Já o professor de sociologia Miqueias Soares elogiou. “É aquela prova que exercita a necessidade da cidadania. Várias questões analíticas, valorizando quem tem uma visão de mundo mais ampla. Questões sobre democracia, direitos humanos e educação.”

Dificuldades

Estudantes do Paraná, Santa Catarina e Rio Grande Sul relataram não terem conseguido acessar os locais de prova por decisão das equipes de aplicação locais. O Inep ainda não se pronunciou sobre estes casos. Também foram vistas aglomerações em escolas e locais de aplicação, apesar da recomendação de uso de máscaras e distanciamento social. No Amazonas, as provas foram adiadas por causa do estado de calamidade pública causado pela pandemia.

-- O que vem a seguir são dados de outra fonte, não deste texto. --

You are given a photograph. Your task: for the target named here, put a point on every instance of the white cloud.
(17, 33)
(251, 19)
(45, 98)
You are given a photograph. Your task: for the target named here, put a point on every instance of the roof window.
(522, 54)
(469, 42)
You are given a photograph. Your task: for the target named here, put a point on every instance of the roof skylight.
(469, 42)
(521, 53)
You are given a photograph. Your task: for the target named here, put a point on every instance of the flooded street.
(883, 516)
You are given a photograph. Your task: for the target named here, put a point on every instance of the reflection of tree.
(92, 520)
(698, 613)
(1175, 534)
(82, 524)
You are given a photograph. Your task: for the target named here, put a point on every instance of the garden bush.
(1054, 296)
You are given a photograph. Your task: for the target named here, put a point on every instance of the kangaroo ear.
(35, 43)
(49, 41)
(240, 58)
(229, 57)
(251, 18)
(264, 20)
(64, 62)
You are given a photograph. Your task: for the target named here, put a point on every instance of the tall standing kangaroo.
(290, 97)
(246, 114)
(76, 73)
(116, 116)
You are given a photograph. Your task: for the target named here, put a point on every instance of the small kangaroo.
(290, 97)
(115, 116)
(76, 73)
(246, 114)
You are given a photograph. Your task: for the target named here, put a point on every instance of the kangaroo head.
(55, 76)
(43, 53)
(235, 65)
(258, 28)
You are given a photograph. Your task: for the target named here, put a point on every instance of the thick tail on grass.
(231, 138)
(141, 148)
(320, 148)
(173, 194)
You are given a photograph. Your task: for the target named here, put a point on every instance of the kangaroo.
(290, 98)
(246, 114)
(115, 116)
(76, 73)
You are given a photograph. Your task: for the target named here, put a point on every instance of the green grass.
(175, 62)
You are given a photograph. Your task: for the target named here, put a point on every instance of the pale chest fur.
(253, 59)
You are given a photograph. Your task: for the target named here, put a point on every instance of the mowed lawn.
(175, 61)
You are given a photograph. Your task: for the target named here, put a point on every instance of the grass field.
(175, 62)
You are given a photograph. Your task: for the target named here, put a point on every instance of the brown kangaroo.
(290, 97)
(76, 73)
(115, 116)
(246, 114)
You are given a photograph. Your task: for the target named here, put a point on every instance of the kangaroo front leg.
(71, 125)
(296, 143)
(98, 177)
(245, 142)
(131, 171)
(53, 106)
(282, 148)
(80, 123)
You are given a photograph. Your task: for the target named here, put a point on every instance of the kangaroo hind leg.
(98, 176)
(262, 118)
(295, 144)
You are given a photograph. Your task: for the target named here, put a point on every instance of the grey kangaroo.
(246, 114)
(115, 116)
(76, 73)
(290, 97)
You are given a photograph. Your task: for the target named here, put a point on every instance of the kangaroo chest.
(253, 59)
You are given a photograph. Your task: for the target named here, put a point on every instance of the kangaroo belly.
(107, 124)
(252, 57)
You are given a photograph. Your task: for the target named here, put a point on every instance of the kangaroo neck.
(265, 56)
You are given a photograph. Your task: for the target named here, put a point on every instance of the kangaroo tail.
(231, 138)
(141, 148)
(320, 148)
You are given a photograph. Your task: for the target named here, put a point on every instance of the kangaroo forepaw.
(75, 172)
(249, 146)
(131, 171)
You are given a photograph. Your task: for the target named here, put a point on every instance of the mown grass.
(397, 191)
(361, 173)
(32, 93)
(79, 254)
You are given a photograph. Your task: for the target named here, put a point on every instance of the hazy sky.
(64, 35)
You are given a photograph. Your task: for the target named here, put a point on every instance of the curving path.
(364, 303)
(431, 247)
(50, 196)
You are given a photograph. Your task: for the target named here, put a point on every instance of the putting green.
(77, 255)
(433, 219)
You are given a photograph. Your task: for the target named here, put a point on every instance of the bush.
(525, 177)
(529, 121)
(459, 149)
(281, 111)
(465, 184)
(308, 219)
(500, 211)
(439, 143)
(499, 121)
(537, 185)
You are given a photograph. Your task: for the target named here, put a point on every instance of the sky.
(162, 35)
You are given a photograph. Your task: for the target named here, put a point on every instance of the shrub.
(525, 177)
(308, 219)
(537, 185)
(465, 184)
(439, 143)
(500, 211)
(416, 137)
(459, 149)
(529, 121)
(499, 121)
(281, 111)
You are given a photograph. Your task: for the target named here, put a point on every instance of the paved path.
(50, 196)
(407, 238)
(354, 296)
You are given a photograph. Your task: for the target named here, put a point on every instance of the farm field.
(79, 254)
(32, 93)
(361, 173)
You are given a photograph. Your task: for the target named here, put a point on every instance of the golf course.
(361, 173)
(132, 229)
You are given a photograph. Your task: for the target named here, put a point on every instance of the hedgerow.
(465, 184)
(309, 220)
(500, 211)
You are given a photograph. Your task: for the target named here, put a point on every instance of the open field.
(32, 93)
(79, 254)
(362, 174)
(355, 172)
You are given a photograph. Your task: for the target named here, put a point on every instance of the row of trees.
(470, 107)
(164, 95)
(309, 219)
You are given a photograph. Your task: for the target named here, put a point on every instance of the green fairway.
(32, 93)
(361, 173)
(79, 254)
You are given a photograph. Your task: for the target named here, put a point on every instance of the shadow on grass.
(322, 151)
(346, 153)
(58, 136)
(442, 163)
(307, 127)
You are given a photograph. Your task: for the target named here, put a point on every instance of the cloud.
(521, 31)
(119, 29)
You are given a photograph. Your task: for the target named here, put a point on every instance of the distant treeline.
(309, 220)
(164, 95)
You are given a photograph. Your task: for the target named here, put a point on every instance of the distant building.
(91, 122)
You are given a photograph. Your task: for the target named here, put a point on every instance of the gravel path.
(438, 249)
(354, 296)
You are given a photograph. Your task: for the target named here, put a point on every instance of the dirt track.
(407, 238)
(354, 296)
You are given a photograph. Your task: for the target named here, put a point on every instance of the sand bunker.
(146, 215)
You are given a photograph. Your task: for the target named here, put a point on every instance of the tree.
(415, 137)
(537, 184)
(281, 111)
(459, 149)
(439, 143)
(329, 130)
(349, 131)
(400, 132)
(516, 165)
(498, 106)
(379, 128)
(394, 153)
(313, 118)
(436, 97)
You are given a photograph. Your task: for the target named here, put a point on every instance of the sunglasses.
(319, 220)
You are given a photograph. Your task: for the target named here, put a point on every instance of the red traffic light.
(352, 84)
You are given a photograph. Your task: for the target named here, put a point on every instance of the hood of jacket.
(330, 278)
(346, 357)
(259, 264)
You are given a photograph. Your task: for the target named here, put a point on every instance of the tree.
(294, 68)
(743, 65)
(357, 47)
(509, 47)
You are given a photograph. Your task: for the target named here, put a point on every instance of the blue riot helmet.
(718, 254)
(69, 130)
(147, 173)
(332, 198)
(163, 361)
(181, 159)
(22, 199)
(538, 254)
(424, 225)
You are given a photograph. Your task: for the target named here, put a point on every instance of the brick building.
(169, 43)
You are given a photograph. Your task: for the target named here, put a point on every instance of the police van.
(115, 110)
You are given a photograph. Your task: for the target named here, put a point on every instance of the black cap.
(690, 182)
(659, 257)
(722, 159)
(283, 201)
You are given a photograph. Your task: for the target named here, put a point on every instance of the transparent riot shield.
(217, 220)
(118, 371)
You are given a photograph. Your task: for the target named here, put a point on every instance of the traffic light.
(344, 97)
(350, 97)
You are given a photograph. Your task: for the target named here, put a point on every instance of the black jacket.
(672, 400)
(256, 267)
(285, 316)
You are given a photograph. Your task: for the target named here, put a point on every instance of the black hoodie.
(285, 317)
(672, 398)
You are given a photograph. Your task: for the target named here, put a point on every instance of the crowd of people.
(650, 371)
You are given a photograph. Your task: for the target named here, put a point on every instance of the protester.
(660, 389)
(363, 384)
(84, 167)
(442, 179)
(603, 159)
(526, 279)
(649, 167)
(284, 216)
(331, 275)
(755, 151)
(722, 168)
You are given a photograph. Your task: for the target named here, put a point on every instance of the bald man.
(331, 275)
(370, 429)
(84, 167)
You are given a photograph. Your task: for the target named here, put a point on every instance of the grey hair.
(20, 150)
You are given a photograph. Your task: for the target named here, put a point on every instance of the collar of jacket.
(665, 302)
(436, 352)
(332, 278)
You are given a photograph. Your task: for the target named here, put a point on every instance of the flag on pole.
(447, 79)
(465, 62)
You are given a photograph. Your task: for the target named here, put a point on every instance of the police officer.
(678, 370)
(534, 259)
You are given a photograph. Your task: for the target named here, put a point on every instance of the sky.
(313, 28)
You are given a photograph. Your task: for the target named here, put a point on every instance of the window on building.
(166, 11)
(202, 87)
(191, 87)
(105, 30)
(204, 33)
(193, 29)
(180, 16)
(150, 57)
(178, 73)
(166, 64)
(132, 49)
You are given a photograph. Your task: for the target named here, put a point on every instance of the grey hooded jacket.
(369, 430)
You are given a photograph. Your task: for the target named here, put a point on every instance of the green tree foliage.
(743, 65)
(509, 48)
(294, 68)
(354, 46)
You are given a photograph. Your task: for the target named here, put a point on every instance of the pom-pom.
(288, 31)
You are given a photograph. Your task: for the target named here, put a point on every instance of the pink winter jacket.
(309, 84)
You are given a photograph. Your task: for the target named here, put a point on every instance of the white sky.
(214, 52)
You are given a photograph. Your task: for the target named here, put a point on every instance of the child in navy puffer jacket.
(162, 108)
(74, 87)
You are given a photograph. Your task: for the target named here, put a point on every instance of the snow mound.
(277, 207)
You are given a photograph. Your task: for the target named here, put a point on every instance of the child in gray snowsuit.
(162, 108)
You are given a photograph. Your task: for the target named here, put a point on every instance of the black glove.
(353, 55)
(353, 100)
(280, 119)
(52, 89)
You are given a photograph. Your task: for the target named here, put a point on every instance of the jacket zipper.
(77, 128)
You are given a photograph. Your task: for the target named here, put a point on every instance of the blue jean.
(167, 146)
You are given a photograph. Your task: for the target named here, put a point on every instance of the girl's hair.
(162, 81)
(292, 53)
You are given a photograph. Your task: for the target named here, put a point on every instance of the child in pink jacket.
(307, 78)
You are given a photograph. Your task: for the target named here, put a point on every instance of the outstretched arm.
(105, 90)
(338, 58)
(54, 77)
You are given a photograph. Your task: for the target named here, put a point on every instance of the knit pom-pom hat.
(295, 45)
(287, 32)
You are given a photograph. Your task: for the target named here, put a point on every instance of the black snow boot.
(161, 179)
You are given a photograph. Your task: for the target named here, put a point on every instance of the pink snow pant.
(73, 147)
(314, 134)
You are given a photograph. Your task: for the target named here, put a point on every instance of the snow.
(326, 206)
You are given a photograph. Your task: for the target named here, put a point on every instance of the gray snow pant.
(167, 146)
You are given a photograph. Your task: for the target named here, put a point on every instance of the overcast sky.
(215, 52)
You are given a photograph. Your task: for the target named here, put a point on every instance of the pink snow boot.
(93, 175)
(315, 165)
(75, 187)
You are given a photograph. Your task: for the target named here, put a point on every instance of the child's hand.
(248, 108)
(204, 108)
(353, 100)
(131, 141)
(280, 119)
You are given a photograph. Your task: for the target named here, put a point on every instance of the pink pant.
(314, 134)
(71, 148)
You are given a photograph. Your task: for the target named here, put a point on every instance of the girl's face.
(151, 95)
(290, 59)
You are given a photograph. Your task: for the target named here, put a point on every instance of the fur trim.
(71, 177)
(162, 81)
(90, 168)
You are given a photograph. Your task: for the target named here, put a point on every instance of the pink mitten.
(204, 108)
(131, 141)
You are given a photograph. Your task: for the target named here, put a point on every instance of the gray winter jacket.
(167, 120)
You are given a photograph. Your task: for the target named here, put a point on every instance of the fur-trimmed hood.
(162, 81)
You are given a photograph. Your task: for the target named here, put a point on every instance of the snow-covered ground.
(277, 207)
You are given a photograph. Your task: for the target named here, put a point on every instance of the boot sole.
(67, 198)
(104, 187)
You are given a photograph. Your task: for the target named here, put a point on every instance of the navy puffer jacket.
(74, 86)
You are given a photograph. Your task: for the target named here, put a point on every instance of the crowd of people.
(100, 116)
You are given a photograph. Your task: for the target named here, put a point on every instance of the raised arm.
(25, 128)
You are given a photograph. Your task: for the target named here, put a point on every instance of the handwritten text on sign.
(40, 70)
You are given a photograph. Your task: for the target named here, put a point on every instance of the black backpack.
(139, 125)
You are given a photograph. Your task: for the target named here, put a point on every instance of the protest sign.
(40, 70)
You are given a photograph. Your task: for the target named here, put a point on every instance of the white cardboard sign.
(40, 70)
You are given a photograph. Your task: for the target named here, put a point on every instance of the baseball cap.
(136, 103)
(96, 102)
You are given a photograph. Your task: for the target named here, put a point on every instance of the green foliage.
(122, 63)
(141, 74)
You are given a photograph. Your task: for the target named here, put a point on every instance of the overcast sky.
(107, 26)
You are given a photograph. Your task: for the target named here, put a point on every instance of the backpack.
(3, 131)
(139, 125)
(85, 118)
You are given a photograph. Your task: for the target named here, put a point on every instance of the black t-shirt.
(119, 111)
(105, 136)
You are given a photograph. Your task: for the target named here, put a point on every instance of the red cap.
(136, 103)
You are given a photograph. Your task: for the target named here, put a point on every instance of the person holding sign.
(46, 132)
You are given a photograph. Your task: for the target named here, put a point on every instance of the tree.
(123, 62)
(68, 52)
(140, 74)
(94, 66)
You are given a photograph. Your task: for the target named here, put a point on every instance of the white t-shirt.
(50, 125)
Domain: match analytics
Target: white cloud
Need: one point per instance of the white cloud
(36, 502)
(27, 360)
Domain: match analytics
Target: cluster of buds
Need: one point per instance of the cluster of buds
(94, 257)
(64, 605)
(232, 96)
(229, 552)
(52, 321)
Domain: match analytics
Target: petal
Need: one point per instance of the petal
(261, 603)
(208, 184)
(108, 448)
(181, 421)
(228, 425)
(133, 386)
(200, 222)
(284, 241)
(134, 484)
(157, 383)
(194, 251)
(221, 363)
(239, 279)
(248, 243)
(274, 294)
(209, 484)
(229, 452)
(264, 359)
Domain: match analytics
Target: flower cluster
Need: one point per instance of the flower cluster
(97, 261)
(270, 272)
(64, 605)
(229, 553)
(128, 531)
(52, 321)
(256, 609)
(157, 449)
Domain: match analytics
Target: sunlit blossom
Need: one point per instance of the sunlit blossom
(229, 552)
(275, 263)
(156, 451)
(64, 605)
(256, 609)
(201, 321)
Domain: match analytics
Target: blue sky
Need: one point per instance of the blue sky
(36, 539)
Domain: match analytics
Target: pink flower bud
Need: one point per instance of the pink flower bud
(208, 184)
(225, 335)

Ontem, 2.967 participantes foram eliminados e 69 afetados por “ocorrências logísticas”, como quedas de energia. O Enem também não foi realizado em duas cidades de Rondônia (Espigão do Oeste e Rolim de Moura), devido às restrições dos governos locais à circulação de pessoas. Por conta disso, 3.832 estudantes não fizeram a prova nos dois municípios.

Os candidatos do Enem que apresentaram sintomas ou diagnóstico de Covid-19 na véspera ou no primeiro dia de prova poderão solicitar a reaplicação da prova entre os dias 25 e 29 de janeiro, na página do participante.